Bogard’s lawyer, Tim Grace, said the officer acted in self-defense after Roman advanced toward her after repeatedly ignoring commands. She followed the use of force guidelines “by the book” and shot him after pepper spray and tasers did not stop him and he advanced, he said.

Grace also said her partner, with pepper spray in his eyes, was in a “very precarious situation” and “completely out of this fight.”

And the “Chicago Police Department put these officers on trains without radios that can broadcast for backup,” Grace said.

“There’s no backup coming. Her partner at this point, your honor, is gassed. He’s out of fight.

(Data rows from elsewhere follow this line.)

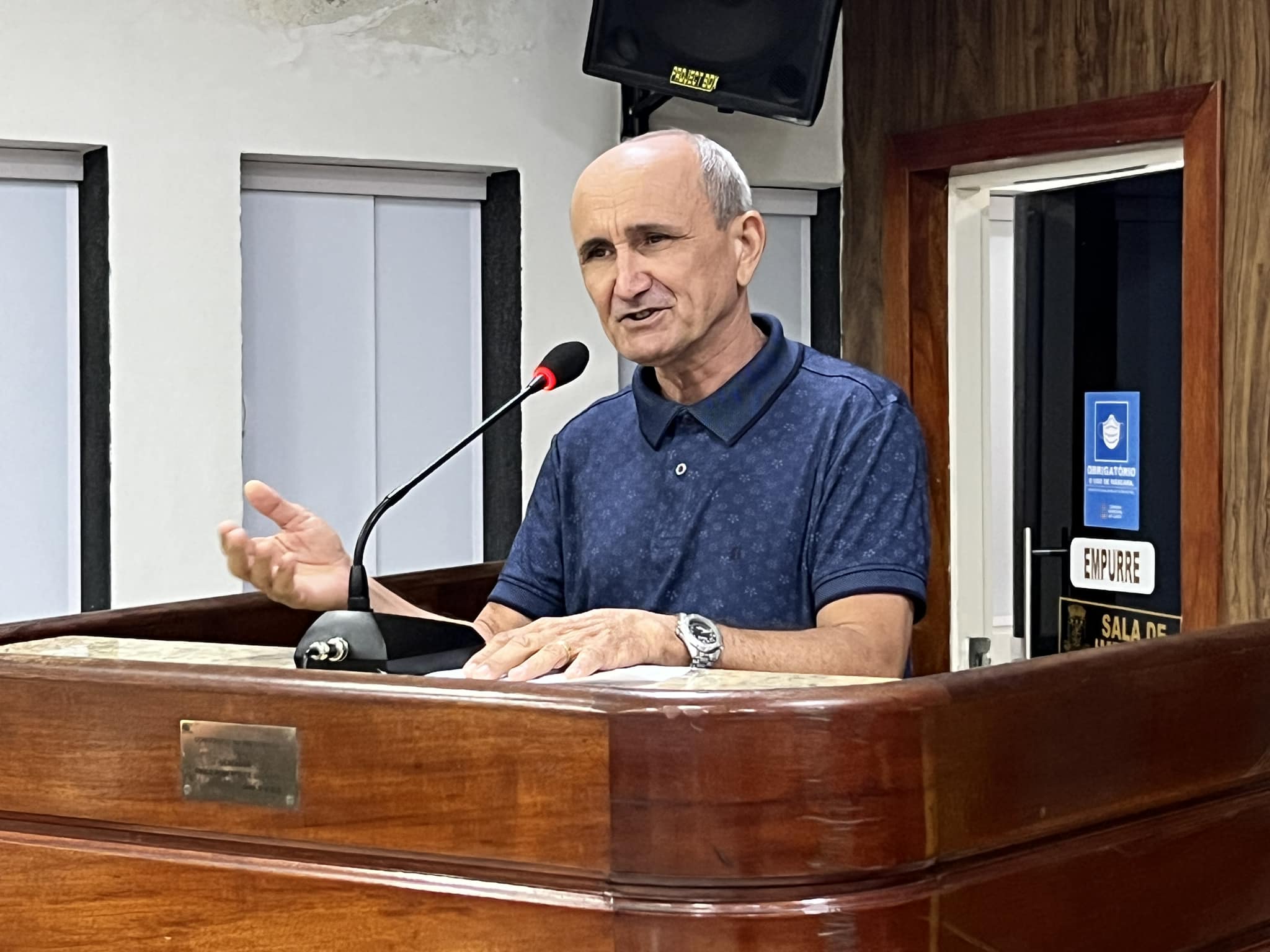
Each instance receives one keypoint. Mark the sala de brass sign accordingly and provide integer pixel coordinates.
(1093, 625)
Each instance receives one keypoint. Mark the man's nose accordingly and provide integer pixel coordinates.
(633, 277)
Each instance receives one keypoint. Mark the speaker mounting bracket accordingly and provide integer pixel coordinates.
(638, 104)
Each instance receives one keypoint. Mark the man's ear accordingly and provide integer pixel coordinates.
(750, 236)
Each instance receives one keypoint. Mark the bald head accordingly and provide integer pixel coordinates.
(668, 243)
(721, 178)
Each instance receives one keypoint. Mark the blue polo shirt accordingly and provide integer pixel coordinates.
(798, 483)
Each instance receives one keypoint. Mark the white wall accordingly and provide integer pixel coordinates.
(179, 90)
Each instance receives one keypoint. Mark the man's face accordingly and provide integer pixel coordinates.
(659, 270)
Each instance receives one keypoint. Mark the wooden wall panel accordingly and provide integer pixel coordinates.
(936, 63)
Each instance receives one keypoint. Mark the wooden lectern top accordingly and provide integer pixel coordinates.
(1113, 799)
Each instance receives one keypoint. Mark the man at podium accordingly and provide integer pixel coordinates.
(746, 503)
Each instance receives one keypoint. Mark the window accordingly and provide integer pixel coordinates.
(40, 379)
(362, 352)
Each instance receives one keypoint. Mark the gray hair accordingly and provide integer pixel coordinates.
(726, 184)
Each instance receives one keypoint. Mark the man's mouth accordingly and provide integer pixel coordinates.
(642, 315)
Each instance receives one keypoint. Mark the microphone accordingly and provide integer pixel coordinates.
(360, 639)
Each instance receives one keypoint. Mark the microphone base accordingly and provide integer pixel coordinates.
(393, 644)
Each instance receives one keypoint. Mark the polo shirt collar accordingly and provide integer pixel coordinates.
(737, 405)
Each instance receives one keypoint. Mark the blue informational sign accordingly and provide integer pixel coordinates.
(1112, 474)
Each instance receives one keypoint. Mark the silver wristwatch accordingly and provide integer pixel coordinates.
(701, 638)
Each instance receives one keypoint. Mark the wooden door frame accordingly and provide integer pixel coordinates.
(916, 310)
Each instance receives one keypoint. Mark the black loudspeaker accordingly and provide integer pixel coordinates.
(770, 58)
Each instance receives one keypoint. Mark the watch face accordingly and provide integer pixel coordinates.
(704, 633)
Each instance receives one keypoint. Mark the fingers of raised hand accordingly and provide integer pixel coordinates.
(283, 583)
(236, 547)
(272, 505)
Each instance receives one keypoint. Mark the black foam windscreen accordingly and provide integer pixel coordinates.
(770, 58)
(567, 362)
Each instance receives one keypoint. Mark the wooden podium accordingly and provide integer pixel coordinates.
(1109, 800)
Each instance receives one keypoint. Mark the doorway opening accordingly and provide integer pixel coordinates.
(1033, 286)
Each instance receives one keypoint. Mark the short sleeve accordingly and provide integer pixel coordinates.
(871, 526)
(533, 578)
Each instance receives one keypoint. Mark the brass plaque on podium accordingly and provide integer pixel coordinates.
(241, 763)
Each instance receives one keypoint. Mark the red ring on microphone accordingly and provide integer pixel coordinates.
(545, 372)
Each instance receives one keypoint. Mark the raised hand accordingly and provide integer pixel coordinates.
(304, 565)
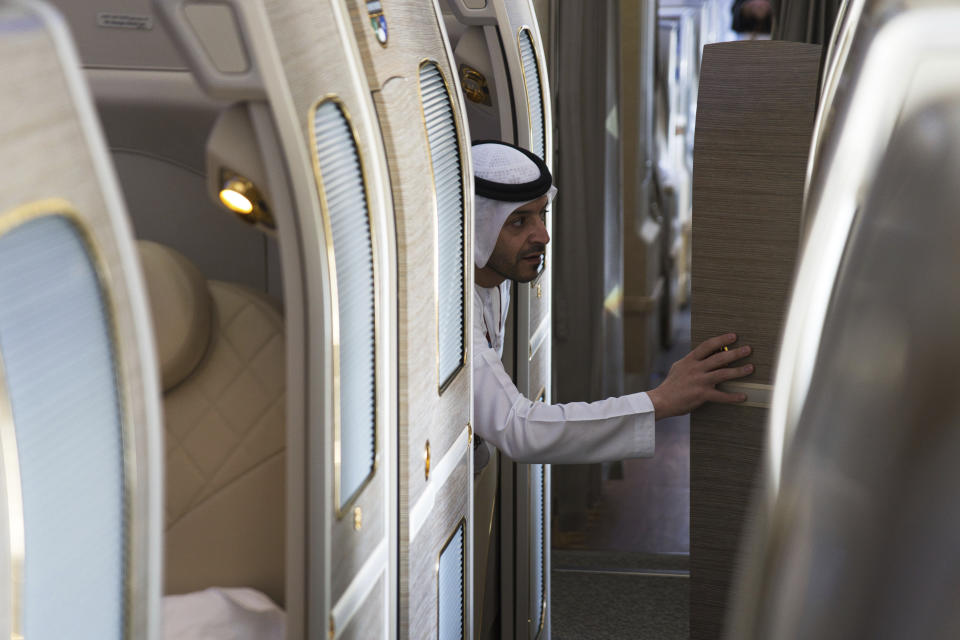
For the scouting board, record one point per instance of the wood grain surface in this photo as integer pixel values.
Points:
(393, 72)
(316, 64)
(754, 124)
(369, 618)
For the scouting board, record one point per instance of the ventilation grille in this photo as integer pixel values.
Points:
(531, 79)
(448, 186)
(450, 594)
(342, 184)
(57, 350)
(538, 554)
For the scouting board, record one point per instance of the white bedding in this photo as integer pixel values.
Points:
(222, 614)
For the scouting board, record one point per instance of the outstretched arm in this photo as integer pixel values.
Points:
(576, 432)
(693, 379)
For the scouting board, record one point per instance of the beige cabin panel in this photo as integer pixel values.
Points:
(423, 594)
(369, 618)
(316, 71)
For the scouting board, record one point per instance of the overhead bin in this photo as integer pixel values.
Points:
(80, 430)
(500, 61)
(859, 528)
(409, 69)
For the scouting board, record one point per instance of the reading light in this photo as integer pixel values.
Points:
(241, 196)
(238, 195)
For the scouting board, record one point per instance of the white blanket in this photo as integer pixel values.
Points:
(222, 614)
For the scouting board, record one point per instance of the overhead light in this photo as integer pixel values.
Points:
(240, 195)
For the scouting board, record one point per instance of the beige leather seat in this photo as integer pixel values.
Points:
(221, 352)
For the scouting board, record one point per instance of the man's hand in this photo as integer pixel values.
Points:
(692, 380)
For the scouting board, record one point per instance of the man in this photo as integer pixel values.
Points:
(513, 189)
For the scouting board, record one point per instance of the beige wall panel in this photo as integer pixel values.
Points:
(346, 535)
(368, 620)
(754, 123)
(414, 34)
(424, 413)
(539, 300)
(49, 155)
(539, 366)
(451, 507)
(303, 30)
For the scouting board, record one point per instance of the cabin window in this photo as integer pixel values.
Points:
(531, 80)
(450, 588)
(442, 136)
(58, 362)
(351, 251)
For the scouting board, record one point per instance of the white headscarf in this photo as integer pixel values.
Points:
(503, 164)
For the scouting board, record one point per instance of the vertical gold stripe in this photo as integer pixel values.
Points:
(14, 507)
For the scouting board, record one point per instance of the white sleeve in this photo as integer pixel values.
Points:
(578, 432)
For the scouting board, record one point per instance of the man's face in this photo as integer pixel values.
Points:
(519, 252)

The effects of the pepper spray made him ineffective to engage in action.

“He advances for her. She is alone. The ‘L’ tracks are less than 15 feet away.

“This is self-defense.”

Bogard, who has been stripped of her police powers, was granted a $10,000 bond and ordered to return to court Aug. 18. She must surrender her firearm owner’s identification card, the judge ruled. She already surrendered her gun to police during the investigation.

Supt. David Brown has recommended Bogard be discharged from the Police Department. The case is pending before the Police Board.

WARNING: GRAPHIC CONTENT

The video, as well as another that also shows Roman and officers struggling on the floor at the station before the shooting, spread quickly over social media. They were watched thousands of times.

At the time, Mayor Lori Lightfoot said the video was “extremely disturbing and the actions by these officers are deeply concerning.” Activists held a protest near the station.

This March, the Sun-Times reported that federal authorities had opened a criminal investigation into the shooting.

One of Roman’s attorneys, Andrew Stroth, told the Sun-Times in January that Roman still had a bullet lodged inside his body and had racked up about $500,000 in medical bills from the shooting.

Separately, the local State’s Attorney’s Office’s Law Enforcement Accountability Division was reviewing the shooting. Bogard was charged as a result of that review.